Uiteraard haalt dit nieuws de NRC niet en evenmin het NOS journaal. Jammer, want zo onthouden zij hun lezers en kijkers van een ontroerend verhaal waaruit blijkt dat mensen aan beide kanten als mensen naar elkaar kijken en elkaar helpen. Een paar citaten:
In the past, Shafii saw the Israelis exclusively as perpetrators, but in Ashkelon she is encountering, for the first time, victims of the acts of terror committed by her own people. One of them is nine-year-old Yossi, who is sitting in a wheelchair. A steel frame holds his left shoulder together.
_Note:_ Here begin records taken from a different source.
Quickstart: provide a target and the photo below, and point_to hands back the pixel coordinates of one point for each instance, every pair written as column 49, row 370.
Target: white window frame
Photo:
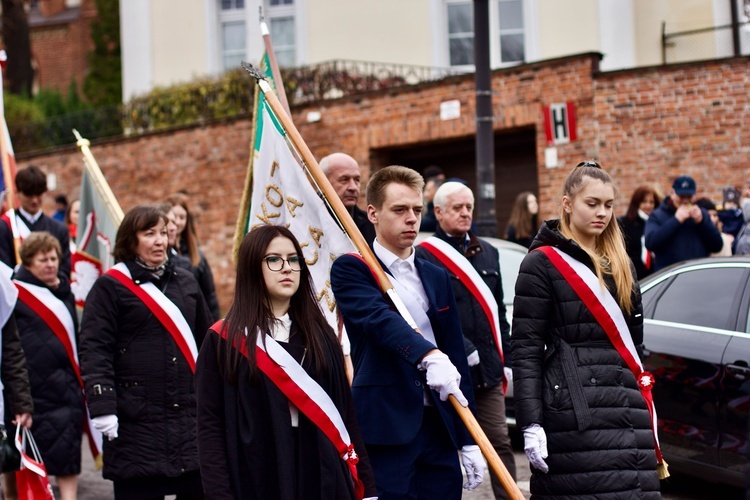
column 226, row 17
column 440, row 28
column 271, row 12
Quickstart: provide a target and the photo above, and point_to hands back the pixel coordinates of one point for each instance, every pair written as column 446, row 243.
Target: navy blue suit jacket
column 388, row 388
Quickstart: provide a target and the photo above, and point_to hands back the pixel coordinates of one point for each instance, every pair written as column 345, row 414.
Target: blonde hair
column 609, row 256
column 394, row 174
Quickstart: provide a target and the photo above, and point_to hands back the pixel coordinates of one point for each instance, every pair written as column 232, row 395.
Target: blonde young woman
column 580, row 396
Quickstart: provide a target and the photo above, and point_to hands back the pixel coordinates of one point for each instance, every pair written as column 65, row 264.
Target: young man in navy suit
column 403, row 376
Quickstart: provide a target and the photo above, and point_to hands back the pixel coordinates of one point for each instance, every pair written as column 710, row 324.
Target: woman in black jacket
column 522, row 224
column 253, row 442
column 142, row 325
column 633, row 225
column 187, row 246
column 58, row 399
column 587, row 428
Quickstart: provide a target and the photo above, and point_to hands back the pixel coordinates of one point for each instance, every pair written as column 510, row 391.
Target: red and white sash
column 9, row 294
column 608, row 314
column 469, row 277
column 164, row 309
column 306, row 394
column 8, row 297
column 57, row 317
column 19, row 229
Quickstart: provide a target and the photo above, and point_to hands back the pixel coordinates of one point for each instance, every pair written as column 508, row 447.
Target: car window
column 703, row 297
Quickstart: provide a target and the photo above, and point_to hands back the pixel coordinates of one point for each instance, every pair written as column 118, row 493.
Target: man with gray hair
column 342, row 172
column 474, row 267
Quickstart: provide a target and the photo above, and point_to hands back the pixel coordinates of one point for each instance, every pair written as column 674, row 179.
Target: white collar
column 388, row 257
column 31, row 218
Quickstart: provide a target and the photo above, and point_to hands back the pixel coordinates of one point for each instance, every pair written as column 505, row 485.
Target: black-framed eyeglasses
column 276, row 263
column 589, row 164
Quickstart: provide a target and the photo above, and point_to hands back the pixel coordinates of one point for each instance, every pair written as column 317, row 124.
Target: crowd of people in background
column 238, row 434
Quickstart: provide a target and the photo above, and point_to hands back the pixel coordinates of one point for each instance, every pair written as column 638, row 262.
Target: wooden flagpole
column 10, row 189
column 337, row 205
column 277, row 81
column 89, row 162
column 10, row 182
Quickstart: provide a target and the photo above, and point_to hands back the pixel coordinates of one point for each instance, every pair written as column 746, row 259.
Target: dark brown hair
column 188, row 234
column 251, row 309
column 520, row 217
column 638, row 196
column 31, row 181
column 38, row 241
column 138, row 218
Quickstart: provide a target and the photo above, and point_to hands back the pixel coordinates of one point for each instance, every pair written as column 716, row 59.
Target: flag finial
column 256, row 73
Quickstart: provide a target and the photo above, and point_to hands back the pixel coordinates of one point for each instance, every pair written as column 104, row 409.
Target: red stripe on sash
column 592, row 302
column 54, row 324
column 469, row 284
column 160, row 314
column 289, row 387
column 472, row 287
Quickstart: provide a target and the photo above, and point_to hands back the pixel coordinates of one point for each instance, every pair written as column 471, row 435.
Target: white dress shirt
column 280, row 332
column 404, row 271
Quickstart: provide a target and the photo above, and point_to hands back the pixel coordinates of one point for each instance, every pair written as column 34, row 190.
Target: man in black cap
column 680, row 230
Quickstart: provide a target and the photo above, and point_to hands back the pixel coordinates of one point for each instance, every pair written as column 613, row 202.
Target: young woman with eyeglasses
column 269, row 377
column 582, row 398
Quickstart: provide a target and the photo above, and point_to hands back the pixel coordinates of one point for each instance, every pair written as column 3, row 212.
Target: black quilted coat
column 58, row 400
column 604, row 448
column 133, row 368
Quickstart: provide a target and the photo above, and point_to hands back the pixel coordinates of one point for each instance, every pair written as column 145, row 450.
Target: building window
column 281, row 23
column 233, row 34
column 461, row 33
column 233, row 43
column 510, row 17
column 508, row 42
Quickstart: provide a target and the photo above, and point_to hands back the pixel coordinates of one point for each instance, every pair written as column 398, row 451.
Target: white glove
column 508, row 374
column 474, row 466
column 443, row 377
column 535, row 446
column 107, row 425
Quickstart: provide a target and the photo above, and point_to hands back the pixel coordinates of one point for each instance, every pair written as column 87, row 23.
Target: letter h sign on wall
column 560, row 123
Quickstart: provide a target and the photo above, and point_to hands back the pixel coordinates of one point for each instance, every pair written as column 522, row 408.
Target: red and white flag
column 97, row 229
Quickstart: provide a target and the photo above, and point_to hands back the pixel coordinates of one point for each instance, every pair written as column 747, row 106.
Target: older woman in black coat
column 142, row 325
column 50, row 357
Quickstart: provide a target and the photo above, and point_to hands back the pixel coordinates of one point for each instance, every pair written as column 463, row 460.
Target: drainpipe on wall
column 486, row 220
column 735, row 28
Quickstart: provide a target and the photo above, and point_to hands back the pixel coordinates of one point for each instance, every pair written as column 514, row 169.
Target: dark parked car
column 697, row 345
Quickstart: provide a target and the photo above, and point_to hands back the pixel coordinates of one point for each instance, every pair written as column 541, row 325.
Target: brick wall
column 60, row 51
column 657, row 123
column 646, row 125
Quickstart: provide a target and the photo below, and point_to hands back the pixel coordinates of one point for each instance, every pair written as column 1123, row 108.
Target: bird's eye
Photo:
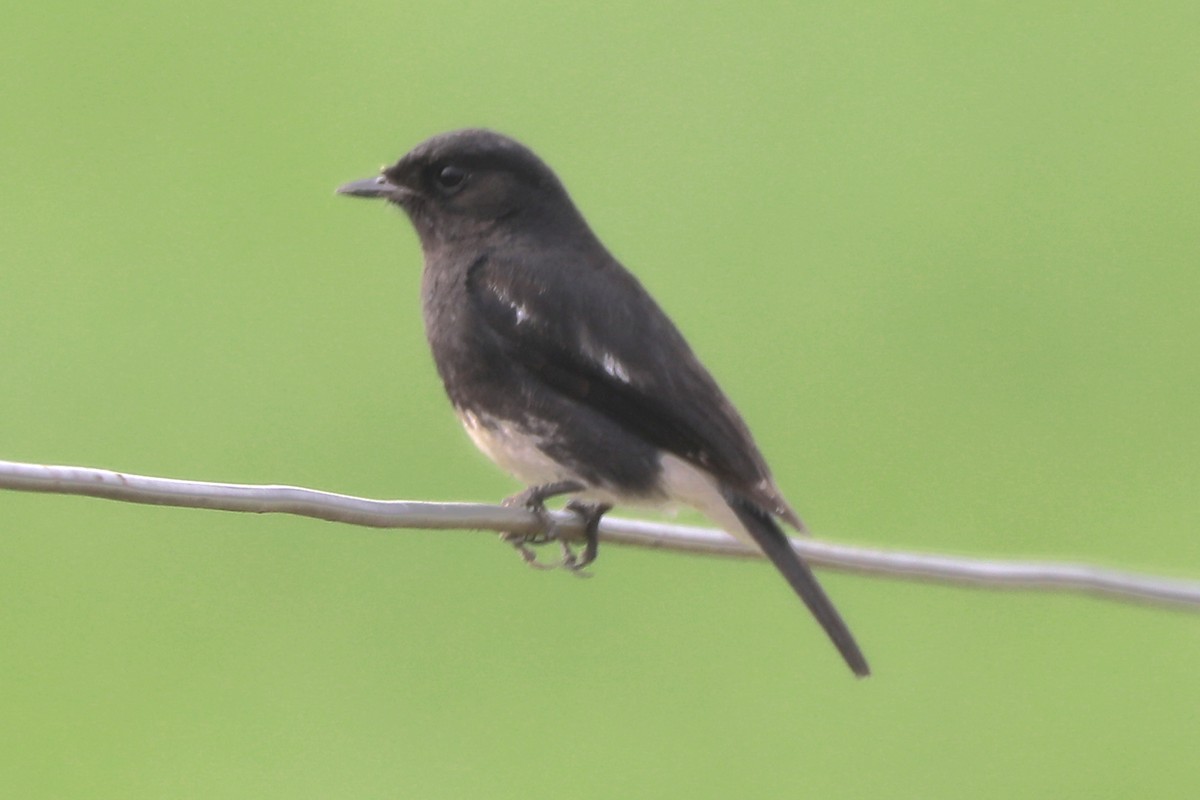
column 450, row 179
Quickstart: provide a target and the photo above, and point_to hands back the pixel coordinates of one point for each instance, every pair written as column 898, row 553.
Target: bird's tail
column 773, row 542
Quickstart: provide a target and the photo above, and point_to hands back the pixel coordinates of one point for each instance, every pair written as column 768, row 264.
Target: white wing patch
column 615, row 367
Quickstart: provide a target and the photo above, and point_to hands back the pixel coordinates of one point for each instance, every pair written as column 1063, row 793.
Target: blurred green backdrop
column 943, row 256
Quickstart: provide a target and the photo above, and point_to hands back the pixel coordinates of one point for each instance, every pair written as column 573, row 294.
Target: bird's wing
column 592, row 332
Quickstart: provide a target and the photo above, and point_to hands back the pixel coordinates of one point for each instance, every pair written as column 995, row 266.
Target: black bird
column 561, row 366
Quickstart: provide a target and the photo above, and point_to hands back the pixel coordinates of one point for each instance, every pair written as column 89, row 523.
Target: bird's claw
column 534, row 499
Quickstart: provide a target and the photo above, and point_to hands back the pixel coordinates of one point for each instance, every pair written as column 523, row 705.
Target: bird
column 563, row 368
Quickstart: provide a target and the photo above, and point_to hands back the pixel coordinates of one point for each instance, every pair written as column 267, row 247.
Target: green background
column 943, row 256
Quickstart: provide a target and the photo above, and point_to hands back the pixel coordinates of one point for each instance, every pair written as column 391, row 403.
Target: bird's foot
column 534, row 499
column 589, row 513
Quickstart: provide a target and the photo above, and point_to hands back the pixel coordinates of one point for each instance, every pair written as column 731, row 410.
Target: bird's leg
column 534, row 499
column 589, row 513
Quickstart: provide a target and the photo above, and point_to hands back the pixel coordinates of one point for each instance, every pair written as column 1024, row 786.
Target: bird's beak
column 377, row 186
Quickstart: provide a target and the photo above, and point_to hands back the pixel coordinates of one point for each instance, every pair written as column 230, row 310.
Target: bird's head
column 466, row 184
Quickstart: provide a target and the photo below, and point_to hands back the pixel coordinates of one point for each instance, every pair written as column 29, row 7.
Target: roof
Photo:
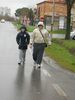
column 51, row 1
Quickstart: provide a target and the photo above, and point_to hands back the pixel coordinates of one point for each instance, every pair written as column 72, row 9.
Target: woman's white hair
column 41, row 23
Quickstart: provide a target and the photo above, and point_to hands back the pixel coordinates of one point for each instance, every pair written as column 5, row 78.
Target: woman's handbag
column 45, row 44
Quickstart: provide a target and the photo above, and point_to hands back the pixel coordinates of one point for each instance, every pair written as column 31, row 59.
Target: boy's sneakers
column 38, row 66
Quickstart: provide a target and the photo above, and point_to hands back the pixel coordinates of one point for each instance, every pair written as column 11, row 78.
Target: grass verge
column 62, row 55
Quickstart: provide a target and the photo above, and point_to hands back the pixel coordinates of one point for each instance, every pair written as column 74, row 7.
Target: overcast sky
column 14, row 4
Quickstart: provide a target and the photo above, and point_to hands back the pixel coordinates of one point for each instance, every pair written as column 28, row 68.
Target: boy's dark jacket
column 23, row 40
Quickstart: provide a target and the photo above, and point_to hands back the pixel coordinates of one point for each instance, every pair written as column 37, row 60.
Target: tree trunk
column 68, row 27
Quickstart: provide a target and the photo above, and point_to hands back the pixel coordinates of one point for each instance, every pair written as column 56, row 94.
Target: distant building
column 53, row 10
column 73, row 16
column 5, row 11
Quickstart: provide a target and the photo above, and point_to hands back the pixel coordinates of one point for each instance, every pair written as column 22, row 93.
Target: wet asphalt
column 26, row 83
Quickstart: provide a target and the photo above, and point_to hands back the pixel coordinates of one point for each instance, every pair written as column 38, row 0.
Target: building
column 53, row 11
column 73, row 16
column 5, row 11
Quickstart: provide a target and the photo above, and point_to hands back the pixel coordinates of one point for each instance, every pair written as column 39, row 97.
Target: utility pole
column 53, row 13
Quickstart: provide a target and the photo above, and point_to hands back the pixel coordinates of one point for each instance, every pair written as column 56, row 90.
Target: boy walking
column 22, row 40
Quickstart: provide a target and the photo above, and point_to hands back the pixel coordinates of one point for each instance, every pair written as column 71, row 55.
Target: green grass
column 30, row 28
column 63, row 57
column 58, row 32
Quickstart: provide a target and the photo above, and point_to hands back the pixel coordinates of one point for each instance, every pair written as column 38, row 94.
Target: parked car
column 2, row 21
column 72, row 35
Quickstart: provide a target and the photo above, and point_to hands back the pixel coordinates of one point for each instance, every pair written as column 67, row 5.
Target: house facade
column 53, row 11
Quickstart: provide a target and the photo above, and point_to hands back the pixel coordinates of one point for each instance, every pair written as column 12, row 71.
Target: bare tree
column 69, row 7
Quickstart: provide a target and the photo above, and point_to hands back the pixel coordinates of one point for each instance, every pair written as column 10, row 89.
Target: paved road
column 26, row 83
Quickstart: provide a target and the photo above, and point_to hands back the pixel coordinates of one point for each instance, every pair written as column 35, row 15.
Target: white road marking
column 46, row 73
column 59, row 90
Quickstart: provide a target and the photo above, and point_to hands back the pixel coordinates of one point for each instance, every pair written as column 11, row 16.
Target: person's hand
column 49, row 43
column 30, row 45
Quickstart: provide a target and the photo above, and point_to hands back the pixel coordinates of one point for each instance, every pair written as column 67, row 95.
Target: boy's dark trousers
column 38, row 50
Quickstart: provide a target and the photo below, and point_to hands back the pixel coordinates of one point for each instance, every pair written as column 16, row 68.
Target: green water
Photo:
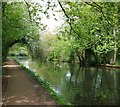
column 79, row 85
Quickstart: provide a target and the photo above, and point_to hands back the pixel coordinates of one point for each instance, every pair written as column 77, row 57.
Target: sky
column 51, row 23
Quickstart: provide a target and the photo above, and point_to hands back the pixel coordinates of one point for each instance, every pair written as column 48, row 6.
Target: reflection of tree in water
column 93, row 86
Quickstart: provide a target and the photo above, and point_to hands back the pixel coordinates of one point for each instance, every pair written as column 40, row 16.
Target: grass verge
column 59, row 100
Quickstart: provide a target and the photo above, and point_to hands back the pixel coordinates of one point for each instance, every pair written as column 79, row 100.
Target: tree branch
column 69, row 19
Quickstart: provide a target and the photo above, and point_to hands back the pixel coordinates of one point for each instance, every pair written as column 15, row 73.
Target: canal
column 79, row 85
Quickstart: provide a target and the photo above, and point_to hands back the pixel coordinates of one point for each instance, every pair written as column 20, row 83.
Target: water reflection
column 78, row 85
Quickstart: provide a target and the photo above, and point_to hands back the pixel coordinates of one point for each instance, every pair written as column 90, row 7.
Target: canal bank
column 22, row 89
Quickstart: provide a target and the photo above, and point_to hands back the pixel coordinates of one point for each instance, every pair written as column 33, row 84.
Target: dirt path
column 22, row 89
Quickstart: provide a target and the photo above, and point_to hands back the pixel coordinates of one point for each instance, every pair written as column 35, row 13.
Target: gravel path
column 22, row 89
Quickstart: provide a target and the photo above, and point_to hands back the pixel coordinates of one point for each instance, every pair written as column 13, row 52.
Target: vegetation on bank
column 89, row 35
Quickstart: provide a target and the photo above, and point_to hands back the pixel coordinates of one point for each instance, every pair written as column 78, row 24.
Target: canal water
column 79, row 85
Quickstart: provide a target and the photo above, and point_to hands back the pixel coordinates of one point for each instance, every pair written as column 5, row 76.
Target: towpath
column 19, row 88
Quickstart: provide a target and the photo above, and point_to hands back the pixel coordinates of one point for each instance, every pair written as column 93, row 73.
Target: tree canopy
column 90, row 31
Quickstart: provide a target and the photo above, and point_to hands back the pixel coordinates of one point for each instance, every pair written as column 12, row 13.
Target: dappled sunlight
column 10, row 66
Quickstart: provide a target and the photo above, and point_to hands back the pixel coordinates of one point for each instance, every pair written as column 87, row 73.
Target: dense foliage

It was fractured by shrapnel from a rocket that landed in the city of Sderot. "The people in Sderot are suffering just as we are in Gaza," she says.
Ashraf Shafii describes how young, masked men repeatedly set up their rocket launchers under the cover of houses in Beit Lahia. "They shoot at Israeli civilians, which is completely unacceptable," says Shafii. "And they put us Palestinian civilians in grave danger, because the Israelis shoot back."
Why doesn't he object? "They are armed," says Shafii, "and they shoot at anyone who gets in their way."
Why doesn't he object? "They are armed," says Shafii, "and they shoot at anyone who gets in their way."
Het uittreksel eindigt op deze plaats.